Here I am, sitting in the centre of the field trying my best to feel the sensation that you gave me and mercilessly destroy it. It has been a while yet the pain is there. The pain of thoughts losing you without myself knowing it. The signs were there but I choose to ignore it because I believe in trust and communication in a relationship.

A year ago, midnight phone calls and endless text became our routine. I never make you to feel that you are lonely; as I want to continue be beside you; to make you feel my presence everywhere, every time, every moment, every gesture and with every breath; I want you to know I’m there.

I miss your smile, you laugh and your scent. I miss to look deeply in your eyes and utter “I love you.” and that whisper to my ears is the most beautiful rhythm I ever listen; “I love you too.”. My favourite move is hugging you tight in my arms and never to let go. Kissing your lips over and over again was and still is my thing to do.

We love each other's sleepy voice.

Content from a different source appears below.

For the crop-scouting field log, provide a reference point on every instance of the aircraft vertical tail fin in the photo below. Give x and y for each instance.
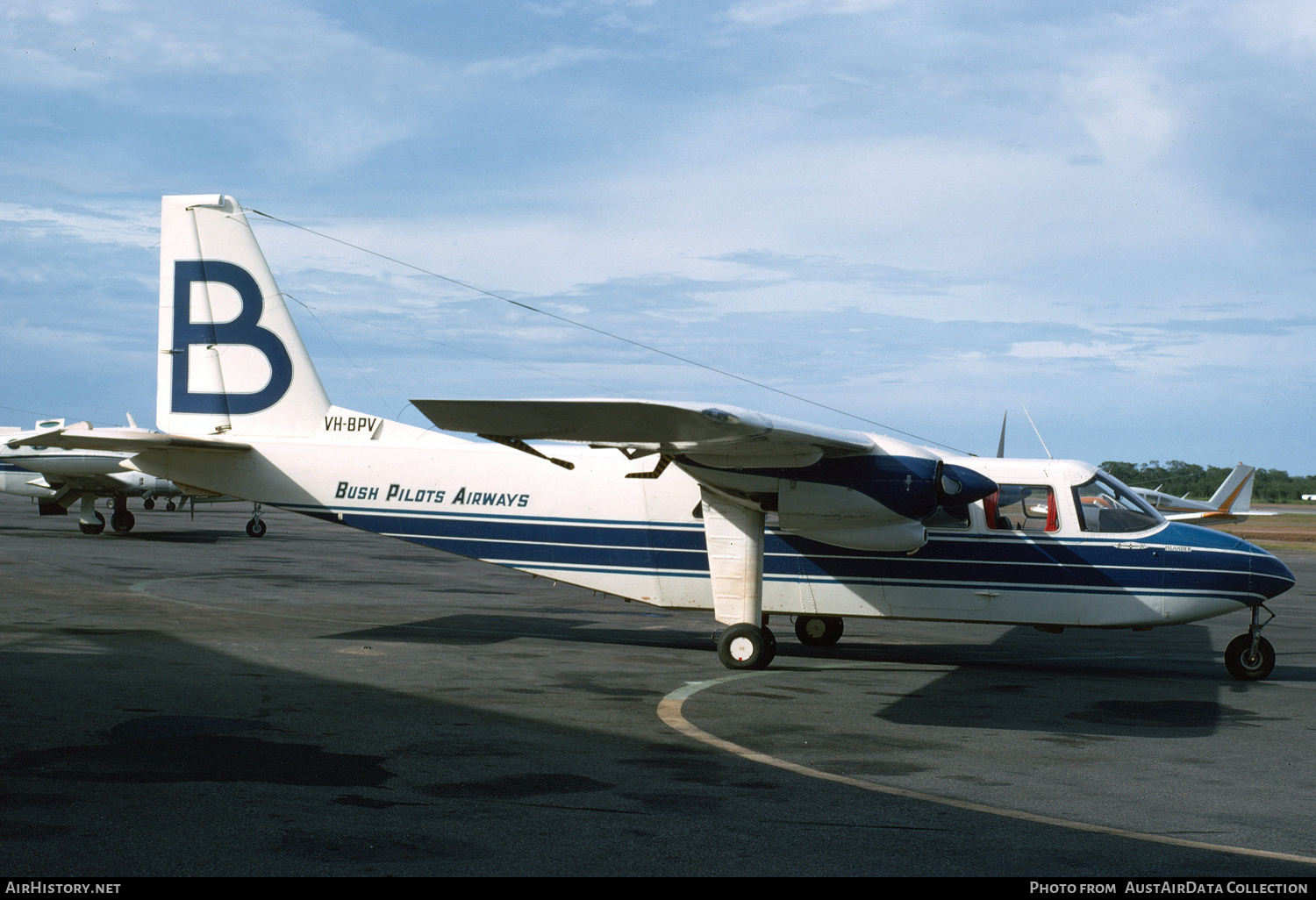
(1234, 495)
(231, 355)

Often, we tease each other during phone calls and I would treat your silence as a queue for me to be the other half; comforting and putting the faith in you. I would never do anything that might and could hurt you; if I did, it was intentionally.

Deep inside this heart, I’m always yours. My love would never change. Despite the amount of pain that you deliver when you hurt me, I never see it as a flaw. Everyday, I keep on and continuing recalling our conversations, laughs, arguments, jealousy and in the end I asked myself, “What went wrong?”.

I believe you still remember these words from me, “I see what others cannot see” and there is a reason upon why there are restriction from me about some of the people that surrounds you when I’m gone; in which in the end that alter our journey.

I see you as my future as I too believe you would be the hand I would hold for marriage. Thinking a future with you is the ultimatum of my dedication and commitment that I never did to any people; except for you. I chose you because being with you brings out the best of me. Loving you is the best thing that ever happened to me and to be separated with you is the most painful experience to me before death.

In a heartbeat, I would kiss you. In a breath, I would hug you. In a sight, I would marry you as my dear Scorpenette, I want to have a future with you; to face the challenge together, to get old together and to create a life together. As here I am, wishing for your return as my life gift present.